2. No uniform measure of outcome.

Advantages to this finding when compared to effect of treatment of psychoanalytic approaches:

1. More emphasis on measuring criminal recidivism as outcome measure.

2. Much larger sample size.

E. Therapeutic communities were the least effective methods for treating psychopathy with an average success rate of 25%.

F. Other findings:

1. Individual therapy for psychopaths improved when augmented with group therapy.

2. Treatment programs that incorporate family members may be more beneficial.

SUMMARY POINTS

A. Primary Objective: reduction of the frequency and severity of violent behavior rather than the modification of psychopathic personality characteristics. You must have an understanding of the patient’s past history of violence to design an appropriate treatment plan.

B. If the goal of treatment is to instill affect (love) and morality (guilt) in the psychopath, the treatment provider may be disappointed. Traditional “Freudian” psychodynamic and “Rogerian” non-directive or client-centered therapies do not appear to work for offenders or psychopaths (Gendreau, 1996; Losel, 1998) and studies that suggest that they do have are poorly designed.

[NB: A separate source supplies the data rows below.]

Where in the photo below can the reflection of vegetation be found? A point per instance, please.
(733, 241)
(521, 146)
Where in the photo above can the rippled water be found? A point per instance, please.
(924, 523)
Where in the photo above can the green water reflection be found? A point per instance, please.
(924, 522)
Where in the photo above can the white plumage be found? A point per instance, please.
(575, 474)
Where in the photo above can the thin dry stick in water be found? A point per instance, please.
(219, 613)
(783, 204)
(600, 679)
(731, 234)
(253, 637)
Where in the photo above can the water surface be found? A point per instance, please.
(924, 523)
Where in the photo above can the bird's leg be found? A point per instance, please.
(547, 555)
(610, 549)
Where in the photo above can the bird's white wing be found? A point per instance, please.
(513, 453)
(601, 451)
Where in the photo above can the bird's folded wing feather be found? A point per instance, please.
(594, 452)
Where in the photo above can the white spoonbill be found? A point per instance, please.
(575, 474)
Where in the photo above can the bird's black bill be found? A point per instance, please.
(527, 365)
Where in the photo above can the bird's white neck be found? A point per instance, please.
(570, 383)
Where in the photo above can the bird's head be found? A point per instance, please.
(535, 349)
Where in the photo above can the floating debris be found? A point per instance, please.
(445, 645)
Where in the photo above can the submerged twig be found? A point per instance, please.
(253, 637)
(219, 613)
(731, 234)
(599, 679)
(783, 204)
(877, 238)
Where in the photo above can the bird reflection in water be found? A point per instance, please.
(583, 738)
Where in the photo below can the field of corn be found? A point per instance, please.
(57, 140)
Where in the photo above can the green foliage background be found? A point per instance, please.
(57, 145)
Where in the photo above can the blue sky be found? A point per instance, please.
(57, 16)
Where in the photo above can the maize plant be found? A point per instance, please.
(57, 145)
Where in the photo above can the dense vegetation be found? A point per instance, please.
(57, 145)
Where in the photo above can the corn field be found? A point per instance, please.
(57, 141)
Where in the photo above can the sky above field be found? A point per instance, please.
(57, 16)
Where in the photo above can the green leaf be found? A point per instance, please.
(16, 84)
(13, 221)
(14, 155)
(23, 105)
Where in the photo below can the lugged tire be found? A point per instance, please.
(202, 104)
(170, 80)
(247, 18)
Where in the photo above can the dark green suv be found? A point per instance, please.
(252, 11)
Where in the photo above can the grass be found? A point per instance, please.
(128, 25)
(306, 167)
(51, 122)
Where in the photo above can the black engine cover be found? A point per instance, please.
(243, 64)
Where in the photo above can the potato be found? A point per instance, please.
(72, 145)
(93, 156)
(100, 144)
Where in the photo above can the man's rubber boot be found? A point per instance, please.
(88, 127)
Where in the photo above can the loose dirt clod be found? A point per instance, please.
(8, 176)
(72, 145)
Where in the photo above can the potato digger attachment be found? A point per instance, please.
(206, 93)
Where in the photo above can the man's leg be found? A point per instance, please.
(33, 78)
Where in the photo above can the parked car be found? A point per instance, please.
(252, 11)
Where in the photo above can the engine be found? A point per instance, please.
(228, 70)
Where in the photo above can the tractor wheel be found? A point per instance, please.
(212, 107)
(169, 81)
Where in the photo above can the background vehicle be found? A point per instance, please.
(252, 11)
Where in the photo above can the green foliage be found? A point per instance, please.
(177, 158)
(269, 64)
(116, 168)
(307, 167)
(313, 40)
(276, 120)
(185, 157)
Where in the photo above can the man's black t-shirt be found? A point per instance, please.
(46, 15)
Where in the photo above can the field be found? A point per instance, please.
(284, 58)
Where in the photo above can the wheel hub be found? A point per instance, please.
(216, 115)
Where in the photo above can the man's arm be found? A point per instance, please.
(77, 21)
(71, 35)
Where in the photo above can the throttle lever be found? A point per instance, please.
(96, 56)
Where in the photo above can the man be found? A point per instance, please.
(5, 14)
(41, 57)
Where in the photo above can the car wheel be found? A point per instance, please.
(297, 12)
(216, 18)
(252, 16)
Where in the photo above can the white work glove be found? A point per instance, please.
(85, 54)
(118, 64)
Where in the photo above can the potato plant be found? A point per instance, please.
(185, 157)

C. Treatment should focus on reducing the risk of violence and destructiveness by modifying the cognitions and behaviors that directly precipitate the violent behavior.

D. Hare (2006) recommends the following:

1. Combination of relapse prevention and cognitive behavioral correctional program

2. Tight control and supervision;

3. Stringent safeguards to maintain integrity of program

4. Highly trained staff

5. Cooperation at all levels of administration;

E. Pilot program named Chromis is currently being conducted in two sites in Great Britain.

Chromis is a complex and intensive program that aims to reduce violence in high risk offenders whose level or combination of psychopathic traits disrupts their ability to accept treatment and change.